In the past there was an assumption that only popular applications and services will be attacked. But these days even new services with few or no users is liable to find itself under the hacker’s microscope. In a recent //Build session, Josh Dunn discusses some of the common vulnerabilities found in Windows 8 applications.
Avoiding Optimistic Mistakes
A major vulnerability for Windows 8 applications arises from the incorrect use of MSApp.execUnsafeLocalFunction. This function disables the script injection validation rules inside the application, allowing for the same type of vulnerabilities that face websites which display user-generated content.
Script injections are particularly nasty when combined with excessive application permissions. For example, consider an application has the ability to access a user’s pictures library. If the hacker can inject a script, then that script can likewise gain access to the pictures library.
While it may seem obvious, the eval function is another risky function that can introduce a vulnerability into an application. So in general, Microsoft recommends that developers avoid eval and functions with the word “unsafe” in them.
When using JavaScript libraries one needs to take extra care. Libraries that are safe to use in the browser are not necessarily safe to use in a Windows 8 application. The use of WinJS is recommended because Microsoft specifically designed it to be “safe by default”. The assumption is that other libraries will adopt this practice over time.
Another way to reduce problems is to reduce the capabilities the application registers for. In many scenarios the application doesn’t actually need a capability to be useful. For example, applications don’t need the “Documents” capability to load and save documents, you only need it if your application is going to scan the library for a particular file type.

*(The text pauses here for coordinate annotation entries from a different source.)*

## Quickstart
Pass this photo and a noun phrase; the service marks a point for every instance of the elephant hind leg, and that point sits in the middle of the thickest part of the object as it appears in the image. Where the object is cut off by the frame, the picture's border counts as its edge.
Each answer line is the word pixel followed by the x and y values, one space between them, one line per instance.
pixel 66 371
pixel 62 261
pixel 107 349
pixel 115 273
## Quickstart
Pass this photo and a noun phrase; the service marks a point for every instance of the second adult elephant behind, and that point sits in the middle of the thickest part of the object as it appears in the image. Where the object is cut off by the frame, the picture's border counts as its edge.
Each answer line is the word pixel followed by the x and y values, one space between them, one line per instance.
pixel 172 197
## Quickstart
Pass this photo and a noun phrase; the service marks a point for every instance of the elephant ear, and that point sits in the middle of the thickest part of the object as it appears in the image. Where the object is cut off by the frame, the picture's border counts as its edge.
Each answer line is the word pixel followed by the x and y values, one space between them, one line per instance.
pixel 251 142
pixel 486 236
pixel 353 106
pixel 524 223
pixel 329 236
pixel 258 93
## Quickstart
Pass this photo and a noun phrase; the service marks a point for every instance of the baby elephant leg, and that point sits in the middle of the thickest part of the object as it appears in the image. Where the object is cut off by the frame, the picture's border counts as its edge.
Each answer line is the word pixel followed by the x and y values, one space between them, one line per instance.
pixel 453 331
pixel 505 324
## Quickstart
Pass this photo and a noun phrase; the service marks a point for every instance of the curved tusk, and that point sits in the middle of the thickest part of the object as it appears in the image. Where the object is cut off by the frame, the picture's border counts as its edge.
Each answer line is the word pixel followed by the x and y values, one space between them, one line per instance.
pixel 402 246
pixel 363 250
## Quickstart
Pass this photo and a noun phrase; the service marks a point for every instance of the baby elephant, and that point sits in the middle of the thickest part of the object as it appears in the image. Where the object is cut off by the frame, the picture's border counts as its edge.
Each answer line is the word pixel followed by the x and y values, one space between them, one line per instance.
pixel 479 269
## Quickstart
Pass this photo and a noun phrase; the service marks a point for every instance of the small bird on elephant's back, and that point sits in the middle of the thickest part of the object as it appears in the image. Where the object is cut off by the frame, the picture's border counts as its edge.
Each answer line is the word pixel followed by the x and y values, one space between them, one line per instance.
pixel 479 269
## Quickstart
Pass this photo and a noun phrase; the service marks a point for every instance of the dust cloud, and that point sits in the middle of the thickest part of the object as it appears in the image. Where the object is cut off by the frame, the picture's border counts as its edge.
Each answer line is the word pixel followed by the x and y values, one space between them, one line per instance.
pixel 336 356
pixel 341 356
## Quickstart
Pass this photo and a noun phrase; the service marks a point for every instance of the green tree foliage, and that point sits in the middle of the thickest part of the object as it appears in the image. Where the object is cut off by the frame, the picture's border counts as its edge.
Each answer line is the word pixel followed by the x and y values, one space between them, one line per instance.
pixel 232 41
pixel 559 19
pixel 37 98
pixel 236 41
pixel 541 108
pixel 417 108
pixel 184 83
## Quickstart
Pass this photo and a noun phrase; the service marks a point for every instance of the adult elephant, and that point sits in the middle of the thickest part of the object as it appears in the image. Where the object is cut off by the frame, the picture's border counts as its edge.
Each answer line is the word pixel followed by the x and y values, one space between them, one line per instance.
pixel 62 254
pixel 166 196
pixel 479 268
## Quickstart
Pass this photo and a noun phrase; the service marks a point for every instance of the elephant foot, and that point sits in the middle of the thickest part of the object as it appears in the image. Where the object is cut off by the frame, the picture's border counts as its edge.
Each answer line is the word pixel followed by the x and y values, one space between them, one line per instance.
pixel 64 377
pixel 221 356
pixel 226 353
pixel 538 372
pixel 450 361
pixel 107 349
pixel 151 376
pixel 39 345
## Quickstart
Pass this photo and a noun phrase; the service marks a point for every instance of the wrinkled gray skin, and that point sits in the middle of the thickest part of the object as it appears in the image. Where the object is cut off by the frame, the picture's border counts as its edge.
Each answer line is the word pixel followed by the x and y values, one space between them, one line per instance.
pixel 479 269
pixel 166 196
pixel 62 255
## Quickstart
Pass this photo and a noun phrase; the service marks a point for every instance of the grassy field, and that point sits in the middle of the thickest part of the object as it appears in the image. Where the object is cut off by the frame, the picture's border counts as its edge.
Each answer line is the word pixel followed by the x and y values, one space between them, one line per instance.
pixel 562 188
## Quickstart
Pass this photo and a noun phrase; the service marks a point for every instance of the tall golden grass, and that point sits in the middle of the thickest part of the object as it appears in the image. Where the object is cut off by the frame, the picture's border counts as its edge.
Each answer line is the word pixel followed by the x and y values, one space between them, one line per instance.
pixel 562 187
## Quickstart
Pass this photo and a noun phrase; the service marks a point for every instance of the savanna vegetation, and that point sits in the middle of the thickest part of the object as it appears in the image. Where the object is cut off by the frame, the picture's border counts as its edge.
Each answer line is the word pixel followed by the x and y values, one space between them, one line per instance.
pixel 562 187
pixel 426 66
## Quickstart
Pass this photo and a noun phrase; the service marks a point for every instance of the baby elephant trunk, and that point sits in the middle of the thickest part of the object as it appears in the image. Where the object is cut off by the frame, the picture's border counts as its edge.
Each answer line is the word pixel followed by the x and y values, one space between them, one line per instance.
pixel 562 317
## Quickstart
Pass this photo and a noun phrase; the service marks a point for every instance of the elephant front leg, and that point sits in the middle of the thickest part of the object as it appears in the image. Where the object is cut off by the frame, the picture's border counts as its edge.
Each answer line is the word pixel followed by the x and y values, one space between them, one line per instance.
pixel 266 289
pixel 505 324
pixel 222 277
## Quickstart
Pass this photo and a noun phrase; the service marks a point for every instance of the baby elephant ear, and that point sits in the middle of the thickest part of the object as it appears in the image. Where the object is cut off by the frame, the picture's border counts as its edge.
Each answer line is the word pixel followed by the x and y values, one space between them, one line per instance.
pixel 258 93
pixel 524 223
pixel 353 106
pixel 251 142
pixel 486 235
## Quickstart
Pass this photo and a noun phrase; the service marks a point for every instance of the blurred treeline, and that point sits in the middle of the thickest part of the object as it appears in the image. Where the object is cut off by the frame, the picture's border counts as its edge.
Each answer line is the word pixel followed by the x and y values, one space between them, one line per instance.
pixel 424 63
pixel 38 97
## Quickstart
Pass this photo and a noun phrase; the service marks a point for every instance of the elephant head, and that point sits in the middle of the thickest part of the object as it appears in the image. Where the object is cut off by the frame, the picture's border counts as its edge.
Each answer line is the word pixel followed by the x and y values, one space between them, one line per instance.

A related problem is unnecessarily registering file extensions. A common mistake is to register the application as a text file handler because it stores some data in a text file. This causes the application to be included in the list of applications that can be started when a text file is opened. The distinction here is the ability to “use” text files versus “handle” text files.
Other capabilities that developers mistakenly enable include Enterprise Authentication and Shared User Certificates. Enterprise Authentication should only be used by internal applications that need to access domain resources. This allows the application to impersonate the user. Shared User Certificates are meant for hardware certificates and smart cards.
Handle Customer Data Responsibility
When requesting data from the user it is important to establish trust from the beginning. Part of this is to tell the user exactly what data is being collected, why, and how the user can opt-out of data collection. Whenever possible, applications need to be able to work without personally identifiable information.
When transmitting personally identifiable information (PII), always use a secure connection. Allowing the information to appear unencrypted in a URL can lead to problems. Or better yet, avoid collecting PII such as serial numbers and IP addresses.
One way to avoid this is the use of the GetPackageSpecificToken function. This token is unique for each application/hardware pair, allowing your application to recognize a given device without using any personally identifiable information. The downside is that multiple applications that work together will need a way to link their respective tokens together.
When working with usernames and passwords, make sure you store them in the secure credentials store instead of local files or application settings.